Юра улыбнулся и сказал:

- Pauvre diable... (Бедняга... - фр.). Ты не поверишь, но мне так захотелось...

Ты же знал, что это я?

- Ты совсем не изменился, разве что рот...

- Ты что не видел, что я, что я...

- Видел. Не слепой...

И в тот же миг я уверовал: это - он!

Глава 23

Он смотрел на меня сквозь холодно блестевшие притемненные стекла, прочно упакованные в массивную роговую оправу и дружелюбно улыбался. Мы по-прежнему сидели рядом на холодных камнях.

- Прости, - сказал он, - прости, дорогой, но я не мог сдержать себя от такого удовольствия. Proh pudor! (О стыд! - лат.).

- Ты же мог, - я пытался шутить, - убить почти дважды нобелевского лауреата.

- Proh pudor! - повторил Юра.

- А как это звучит по-японски? - спросил я и попытался улыбнуться.

- По-японски, - привычно ответил он, - это не звучит.

Секунду-другую мы улыбались, рассматривая друг друга, и молчали.

- Да сними ты свои чертовы очки! Я не вижу твоих глаз!

Я сделал движение рукой, чтобы сорвать с него очки, но он ловко перехватил мою руку.

- Дважды, трижды и даже четырежды, если ты еще помнишь, бывают только герои Советского Союза или социалистического труда, - сказал он, крепко сжимая мое запястье, - прости, пожалуйста, еще раз.

Волосы его были растрепаны, беспорядочно курчавились в разные стороны, я заметил пряди седины. Когда-то, мы были еще так молоды, у него были прямые иссиня-черные волосы с кисточками седины на висках, придававшими ему известную взрослость. Как только тиски на моей руке ослабли, я высвободил руку и попытался встать на ноги. Он тоже встал. Мы улыбнулись друг другу.

- Ну, здравствуй, родной мой, - дружелюбно и нежно произнес он.- Ты не поверишь, но я даже не прикасался к тебе, так что никаких потерь армия нобелевских лауреатов не понесла бы.

- Как так?

- Да, - сказал он, - именно так.

Мы обнялись. Вскоре мы уже сидели в уютном ресторанчике и разговаривали. Он, кстати, сказал, что никаких телесных повреждений мне не наносил, даже, он повторил это еще раз, не прикасался ко мне. У меня это сообщение вызвало удивление.

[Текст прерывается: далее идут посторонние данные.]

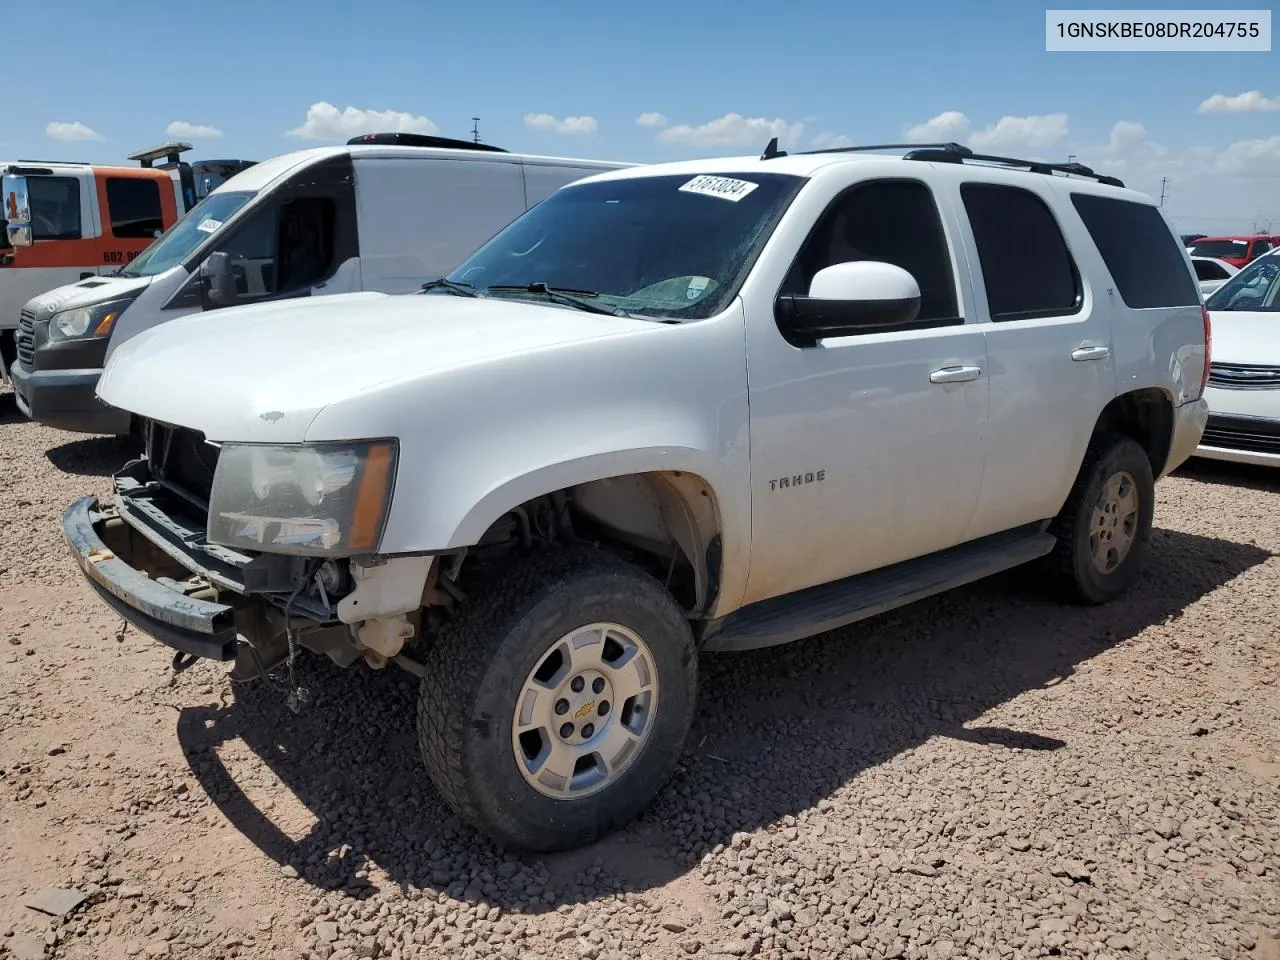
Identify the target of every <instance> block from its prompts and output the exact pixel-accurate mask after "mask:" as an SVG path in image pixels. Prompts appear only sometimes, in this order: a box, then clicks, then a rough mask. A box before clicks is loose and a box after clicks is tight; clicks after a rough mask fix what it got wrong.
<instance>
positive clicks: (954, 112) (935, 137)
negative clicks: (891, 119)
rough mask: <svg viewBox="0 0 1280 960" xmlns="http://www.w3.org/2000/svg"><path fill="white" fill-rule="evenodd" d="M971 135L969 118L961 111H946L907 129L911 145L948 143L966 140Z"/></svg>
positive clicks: (906, 135) (909, 140) (929, 118)
mask: <svg viewBox="0 0 1280 960" xmlns="http://www.w3.org/2000/svg"><path fill="white" fill-rule="evenodd" d="M968 133H969V118H968V116H965V115H964V114H963V113H960V111H959V110H946V111H943V113H941V114H938V115H937V116H931V118H929V119H928V120H925V122H924V123H918V124H915V125H914V127H908V128H906V140H908V142H910V143H948V142H951V141H957V140H964V138H965V136H968Z"/></svg>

- Представь себе, - без какого-либо нарочитого хвастовства сказал Юра, - я тебя на время присыпил. Я, правда, помог тебе, когда ты падал, поудобнее усесться на каменную плиту, чтобы ты не зашиб себе задницу.

На мои вопросы, а у меня их были тысячи, он отвечал односложно, не вдаваясь в подробности, которые, как ему казалось, были мне неинтересны. Но как раз подробности мне-то и нужны были больше всего. Что, собственно, значило его «Аня тоже с нами»?

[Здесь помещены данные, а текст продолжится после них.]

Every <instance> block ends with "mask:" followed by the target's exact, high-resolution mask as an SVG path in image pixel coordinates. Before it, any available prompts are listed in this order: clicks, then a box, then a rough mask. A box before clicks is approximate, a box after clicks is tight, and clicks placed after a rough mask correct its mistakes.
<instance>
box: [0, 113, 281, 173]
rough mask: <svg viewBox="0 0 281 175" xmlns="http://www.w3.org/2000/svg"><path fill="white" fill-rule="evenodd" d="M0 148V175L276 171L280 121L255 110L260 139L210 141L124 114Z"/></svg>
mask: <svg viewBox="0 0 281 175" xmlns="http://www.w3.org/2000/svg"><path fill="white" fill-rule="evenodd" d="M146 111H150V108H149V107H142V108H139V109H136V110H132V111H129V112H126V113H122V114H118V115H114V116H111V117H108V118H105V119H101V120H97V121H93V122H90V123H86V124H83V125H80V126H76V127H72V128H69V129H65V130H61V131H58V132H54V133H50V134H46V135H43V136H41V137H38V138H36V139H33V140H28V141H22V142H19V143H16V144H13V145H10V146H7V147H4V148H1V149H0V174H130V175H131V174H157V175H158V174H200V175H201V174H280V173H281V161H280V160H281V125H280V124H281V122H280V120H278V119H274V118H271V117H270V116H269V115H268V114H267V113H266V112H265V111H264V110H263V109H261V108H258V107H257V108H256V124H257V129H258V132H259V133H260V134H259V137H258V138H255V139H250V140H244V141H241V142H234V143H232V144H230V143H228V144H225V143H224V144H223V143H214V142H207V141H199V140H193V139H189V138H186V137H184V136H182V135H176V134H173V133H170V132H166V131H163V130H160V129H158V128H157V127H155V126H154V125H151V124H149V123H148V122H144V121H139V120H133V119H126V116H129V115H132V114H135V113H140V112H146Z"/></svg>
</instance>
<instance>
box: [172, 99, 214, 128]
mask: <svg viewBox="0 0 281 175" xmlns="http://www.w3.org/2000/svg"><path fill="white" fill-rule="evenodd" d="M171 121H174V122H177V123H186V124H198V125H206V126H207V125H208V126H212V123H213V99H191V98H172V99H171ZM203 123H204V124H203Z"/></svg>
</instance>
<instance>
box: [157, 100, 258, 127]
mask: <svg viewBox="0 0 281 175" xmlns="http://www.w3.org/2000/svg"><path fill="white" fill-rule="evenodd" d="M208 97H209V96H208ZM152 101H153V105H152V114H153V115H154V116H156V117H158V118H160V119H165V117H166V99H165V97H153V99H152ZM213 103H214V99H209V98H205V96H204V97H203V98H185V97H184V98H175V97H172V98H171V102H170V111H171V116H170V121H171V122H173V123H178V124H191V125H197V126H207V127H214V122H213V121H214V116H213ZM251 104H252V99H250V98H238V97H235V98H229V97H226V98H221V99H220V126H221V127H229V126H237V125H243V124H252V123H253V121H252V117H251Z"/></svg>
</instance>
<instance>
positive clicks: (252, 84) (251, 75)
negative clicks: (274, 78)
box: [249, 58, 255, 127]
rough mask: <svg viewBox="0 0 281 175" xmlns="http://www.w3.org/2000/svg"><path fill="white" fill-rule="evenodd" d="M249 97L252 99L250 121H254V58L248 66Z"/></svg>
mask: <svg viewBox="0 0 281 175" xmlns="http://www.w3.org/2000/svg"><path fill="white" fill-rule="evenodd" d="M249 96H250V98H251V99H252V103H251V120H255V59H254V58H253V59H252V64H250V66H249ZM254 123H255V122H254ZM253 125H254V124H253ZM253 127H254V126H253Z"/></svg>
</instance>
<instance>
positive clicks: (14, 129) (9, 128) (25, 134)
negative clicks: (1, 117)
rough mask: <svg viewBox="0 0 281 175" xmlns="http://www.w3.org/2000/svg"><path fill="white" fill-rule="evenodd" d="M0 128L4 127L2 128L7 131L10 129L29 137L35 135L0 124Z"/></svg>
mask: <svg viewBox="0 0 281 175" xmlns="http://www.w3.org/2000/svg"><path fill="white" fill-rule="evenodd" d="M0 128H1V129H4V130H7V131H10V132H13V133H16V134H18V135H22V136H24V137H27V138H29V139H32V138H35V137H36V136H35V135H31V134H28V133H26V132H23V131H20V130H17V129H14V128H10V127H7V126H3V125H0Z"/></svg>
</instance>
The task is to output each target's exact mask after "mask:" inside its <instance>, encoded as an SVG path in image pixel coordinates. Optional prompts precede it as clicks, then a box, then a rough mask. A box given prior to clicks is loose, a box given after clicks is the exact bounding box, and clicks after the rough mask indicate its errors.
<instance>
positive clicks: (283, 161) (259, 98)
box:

- Скажи лучше, зачем ты меня выслеживал? И как тебе удалось найти меня?

- Сначала ответь, - сказал я, - это правда - ты киллер?

- Правда - это лучшая ложь, - уверенно и просто произнес он.

Я всегда разделял подобное утверждение: правдивыми фразами можно прикрыть такую чудовищную ложь, что о ней заговорят, как об истине в последней инстанции. Я знаю эту технологию обмана.